心大血管疾患と胆石症に対する同時手術の経験

神戸大学 医学部第2外科

辻 義彦 , 岡田 昌義 , 笹田 明徳 , 太田 稔明 , 細川 裕平 , 山本 信一郎 , 中村 和夫

(1990年2月14日受付)

I.内容要旨
過去5年間に当科において経験した心大血管疾患と胆石症合併例6例について検討を加えた。
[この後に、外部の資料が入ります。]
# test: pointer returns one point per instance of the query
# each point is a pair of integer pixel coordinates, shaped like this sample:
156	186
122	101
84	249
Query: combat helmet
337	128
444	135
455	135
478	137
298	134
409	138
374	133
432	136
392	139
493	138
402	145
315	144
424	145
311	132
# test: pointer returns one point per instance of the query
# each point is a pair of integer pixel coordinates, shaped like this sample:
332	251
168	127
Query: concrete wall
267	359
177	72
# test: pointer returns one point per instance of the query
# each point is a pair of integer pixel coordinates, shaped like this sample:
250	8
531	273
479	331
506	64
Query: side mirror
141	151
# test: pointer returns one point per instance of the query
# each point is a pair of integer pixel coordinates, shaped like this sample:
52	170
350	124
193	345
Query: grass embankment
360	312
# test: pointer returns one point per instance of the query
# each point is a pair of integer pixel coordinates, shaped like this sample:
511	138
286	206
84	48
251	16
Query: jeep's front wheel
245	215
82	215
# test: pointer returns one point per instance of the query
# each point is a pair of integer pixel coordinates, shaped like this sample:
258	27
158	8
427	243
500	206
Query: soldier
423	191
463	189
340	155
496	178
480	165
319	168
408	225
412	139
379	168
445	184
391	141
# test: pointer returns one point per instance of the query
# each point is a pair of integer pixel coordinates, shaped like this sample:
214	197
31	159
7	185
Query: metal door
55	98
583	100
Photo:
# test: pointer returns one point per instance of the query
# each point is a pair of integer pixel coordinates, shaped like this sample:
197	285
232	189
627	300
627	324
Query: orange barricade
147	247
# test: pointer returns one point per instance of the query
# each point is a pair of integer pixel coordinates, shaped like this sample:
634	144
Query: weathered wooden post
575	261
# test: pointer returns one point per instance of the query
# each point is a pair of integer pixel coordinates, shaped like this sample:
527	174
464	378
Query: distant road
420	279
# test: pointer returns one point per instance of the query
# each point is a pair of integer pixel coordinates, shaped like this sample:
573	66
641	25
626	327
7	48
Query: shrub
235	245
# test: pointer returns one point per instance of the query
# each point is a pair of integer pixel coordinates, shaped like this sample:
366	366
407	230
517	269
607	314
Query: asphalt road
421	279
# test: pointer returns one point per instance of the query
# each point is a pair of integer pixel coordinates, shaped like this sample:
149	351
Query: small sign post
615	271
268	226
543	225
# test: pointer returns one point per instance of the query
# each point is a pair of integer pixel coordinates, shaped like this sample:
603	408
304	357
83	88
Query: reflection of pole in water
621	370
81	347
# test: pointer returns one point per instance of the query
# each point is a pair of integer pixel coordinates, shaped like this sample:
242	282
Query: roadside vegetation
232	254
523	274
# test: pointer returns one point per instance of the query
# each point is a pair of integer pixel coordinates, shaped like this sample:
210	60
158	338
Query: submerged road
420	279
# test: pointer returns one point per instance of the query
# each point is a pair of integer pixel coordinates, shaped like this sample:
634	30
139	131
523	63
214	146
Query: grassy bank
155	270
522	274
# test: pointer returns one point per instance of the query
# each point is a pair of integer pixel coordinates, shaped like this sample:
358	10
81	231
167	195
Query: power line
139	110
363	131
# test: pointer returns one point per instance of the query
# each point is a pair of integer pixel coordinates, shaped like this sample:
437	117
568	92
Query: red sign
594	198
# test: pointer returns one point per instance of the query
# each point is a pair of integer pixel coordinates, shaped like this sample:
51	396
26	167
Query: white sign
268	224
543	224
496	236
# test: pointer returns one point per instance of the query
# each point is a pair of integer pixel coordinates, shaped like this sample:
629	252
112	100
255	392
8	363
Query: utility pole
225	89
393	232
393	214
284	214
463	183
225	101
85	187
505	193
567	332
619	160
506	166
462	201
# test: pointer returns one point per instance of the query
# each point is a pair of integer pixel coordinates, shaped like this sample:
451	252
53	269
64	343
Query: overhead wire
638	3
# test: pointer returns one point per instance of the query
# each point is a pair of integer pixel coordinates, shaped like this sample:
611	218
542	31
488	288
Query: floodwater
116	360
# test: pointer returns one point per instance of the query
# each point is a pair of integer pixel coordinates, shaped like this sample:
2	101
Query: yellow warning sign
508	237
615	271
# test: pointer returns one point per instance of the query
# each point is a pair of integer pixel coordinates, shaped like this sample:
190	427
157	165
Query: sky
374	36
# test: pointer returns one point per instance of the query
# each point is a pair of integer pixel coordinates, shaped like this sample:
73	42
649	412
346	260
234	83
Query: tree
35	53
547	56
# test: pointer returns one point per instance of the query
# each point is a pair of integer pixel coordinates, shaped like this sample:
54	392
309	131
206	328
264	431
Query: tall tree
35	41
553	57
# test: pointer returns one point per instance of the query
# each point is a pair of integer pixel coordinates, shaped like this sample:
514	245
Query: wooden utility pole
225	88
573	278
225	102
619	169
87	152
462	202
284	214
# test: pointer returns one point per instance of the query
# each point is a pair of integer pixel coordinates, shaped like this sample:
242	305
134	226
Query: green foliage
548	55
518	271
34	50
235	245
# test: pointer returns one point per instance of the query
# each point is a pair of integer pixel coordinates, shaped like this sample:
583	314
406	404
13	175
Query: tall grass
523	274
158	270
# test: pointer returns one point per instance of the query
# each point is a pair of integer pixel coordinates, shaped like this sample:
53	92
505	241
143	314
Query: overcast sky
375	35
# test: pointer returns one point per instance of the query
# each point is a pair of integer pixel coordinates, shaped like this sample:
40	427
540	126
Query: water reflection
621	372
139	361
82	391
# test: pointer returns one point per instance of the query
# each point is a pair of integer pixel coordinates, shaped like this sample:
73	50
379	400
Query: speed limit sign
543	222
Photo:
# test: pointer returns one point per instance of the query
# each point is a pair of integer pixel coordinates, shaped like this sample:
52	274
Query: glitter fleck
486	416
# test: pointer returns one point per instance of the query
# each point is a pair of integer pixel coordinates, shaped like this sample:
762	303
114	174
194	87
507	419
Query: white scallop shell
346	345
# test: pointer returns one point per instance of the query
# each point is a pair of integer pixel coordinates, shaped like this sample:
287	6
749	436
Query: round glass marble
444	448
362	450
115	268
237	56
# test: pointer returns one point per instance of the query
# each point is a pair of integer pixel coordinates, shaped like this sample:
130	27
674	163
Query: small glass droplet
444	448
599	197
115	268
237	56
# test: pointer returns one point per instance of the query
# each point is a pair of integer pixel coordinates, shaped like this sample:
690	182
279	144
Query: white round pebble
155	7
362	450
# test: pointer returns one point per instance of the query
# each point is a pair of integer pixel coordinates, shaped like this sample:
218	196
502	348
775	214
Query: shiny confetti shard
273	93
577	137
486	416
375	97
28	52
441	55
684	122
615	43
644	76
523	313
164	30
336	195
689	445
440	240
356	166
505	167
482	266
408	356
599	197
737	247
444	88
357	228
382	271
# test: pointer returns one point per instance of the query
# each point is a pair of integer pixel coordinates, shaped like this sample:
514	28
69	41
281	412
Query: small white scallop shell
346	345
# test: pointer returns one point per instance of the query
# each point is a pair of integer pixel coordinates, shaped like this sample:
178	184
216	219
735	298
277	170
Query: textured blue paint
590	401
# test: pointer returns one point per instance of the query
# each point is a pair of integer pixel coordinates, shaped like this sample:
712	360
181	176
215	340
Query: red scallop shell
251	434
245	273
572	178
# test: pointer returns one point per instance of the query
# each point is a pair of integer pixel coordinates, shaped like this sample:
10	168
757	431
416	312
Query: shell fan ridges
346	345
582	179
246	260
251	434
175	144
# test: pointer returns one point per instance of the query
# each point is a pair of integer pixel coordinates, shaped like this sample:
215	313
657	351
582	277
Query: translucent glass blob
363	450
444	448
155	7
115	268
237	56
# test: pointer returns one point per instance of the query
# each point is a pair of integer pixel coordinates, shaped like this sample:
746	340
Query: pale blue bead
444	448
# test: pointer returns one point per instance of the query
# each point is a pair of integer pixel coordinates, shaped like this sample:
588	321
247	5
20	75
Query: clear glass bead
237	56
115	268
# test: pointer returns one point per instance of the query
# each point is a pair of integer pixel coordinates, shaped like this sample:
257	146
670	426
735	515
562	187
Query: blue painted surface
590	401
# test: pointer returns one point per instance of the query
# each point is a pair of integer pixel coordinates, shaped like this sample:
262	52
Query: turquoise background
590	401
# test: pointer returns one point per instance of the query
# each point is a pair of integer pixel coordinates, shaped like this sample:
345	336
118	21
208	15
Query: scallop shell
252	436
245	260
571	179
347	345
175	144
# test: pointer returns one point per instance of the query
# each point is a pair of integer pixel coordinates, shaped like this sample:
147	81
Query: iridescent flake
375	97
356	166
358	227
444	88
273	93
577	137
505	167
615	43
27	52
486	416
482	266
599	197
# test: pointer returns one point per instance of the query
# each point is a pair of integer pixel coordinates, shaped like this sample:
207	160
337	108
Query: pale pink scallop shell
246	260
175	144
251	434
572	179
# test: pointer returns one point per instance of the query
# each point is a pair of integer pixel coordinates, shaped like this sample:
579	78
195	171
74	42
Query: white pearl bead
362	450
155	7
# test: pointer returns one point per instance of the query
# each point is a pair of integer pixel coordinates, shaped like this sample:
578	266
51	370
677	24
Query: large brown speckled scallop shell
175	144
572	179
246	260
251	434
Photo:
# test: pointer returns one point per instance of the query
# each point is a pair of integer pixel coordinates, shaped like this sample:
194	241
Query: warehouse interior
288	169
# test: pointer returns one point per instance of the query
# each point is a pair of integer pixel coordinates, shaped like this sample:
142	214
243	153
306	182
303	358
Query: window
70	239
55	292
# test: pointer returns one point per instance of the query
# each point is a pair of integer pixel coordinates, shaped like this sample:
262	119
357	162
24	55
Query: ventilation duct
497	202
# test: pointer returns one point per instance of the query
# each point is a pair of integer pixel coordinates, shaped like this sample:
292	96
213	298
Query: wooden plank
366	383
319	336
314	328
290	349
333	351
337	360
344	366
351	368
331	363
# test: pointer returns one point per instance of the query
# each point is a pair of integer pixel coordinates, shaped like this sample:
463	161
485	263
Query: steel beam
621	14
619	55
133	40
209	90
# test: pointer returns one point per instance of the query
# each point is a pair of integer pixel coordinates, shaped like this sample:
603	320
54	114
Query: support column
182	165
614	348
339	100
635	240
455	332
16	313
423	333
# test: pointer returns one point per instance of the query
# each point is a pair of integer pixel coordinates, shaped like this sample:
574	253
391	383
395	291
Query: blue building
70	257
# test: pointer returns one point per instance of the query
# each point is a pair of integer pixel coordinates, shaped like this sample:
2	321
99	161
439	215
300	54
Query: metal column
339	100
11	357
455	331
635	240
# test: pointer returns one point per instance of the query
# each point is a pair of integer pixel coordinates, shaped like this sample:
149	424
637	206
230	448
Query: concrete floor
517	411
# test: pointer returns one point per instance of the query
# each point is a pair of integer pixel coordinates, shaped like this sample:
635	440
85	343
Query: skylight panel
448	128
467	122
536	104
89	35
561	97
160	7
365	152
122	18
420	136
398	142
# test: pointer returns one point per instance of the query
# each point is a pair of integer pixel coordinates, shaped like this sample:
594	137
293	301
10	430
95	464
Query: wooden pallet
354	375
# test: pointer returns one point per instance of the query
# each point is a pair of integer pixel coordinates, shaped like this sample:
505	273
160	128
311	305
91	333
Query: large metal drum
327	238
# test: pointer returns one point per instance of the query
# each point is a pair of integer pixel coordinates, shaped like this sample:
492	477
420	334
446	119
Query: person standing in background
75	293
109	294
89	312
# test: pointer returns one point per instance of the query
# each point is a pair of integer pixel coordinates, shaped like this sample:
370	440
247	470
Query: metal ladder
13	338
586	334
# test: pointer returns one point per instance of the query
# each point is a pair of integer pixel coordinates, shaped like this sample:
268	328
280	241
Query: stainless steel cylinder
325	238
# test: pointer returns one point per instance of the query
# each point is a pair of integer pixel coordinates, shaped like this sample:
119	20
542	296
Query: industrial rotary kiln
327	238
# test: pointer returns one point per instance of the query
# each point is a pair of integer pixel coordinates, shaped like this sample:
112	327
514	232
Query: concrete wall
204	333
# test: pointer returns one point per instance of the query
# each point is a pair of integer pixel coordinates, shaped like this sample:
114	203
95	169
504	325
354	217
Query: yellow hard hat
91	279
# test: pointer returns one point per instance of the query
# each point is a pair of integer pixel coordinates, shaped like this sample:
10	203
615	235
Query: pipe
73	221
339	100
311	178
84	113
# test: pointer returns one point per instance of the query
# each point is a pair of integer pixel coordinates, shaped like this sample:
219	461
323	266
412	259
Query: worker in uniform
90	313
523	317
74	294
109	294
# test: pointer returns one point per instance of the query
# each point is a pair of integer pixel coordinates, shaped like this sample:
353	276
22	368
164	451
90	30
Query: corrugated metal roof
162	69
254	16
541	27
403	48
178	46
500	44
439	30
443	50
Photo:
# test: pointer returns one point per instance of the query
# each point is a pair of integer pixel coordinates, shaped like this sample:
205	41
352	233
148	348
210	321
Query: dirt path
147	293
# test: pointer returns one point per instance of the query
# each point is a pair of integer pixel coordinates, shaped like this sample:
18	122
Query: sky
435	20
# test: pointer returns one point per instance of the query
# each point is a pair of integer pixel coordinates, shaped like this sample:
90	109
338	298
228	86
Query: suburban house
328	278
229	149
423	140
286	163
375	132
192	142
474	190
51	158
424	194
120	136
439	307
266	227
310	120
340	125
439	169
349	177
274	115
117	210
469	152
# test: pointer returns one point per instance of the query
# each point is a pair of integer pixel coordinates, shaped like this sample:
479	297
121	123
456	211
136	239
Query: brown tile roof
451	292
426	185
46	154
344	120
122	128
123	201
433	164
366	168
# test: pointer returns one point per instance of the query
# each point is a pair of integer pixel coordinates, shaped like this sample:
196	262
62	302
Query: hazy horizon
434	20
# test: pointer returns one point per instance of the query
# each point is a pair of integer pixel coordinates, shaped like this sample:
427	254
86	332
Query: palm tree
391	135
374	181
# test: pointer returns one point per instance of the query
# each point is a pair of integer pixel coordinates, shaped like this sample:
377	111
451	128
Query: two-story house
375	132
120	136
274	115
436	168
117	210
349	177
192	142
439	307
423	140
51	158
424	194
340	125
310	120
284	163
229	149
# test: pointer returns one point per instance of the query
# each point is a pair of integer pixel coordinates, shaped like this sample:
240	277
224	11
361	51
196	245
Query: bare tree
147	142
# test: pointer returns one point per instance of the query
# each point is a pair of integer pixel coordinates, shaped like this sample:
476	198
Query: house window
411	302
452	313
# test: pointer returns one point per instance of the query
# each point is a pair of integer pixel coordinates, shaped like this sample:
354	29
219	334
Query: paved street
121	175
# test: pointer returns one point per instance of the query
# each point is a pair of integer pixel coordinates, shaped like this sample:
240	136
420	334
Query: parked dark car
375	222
このうち4例に同時手術が、2例には二期的手術が施行された.同時手術例4例の内訳は腹部大動脈瘤1例,開心術3例であった.その手術手順であるが,腹部大動脈瘤の場合はまず人工血管置換術を行い,後腹膜を閉鎖したのちに同一創より胆嚢摘出術を行った.この際,人工血管感染予防のため腹腔内ドレーンは留置しなかった.一方,開心術の場合は心内操作を終了し心嚢または胸骨を閉鎖した時点で新たに右肋骨弓下切開を加えて胆嚢摘出術を行い,必要に応じて腹腔内ドレーンを挿入した.これら4症例はいずれも順調に経過し軽快退院した.以上より,かかる症例には心大血管手術が順調に施行されたならば胆嚢摘出術を同時に追加してよいものと考えられた.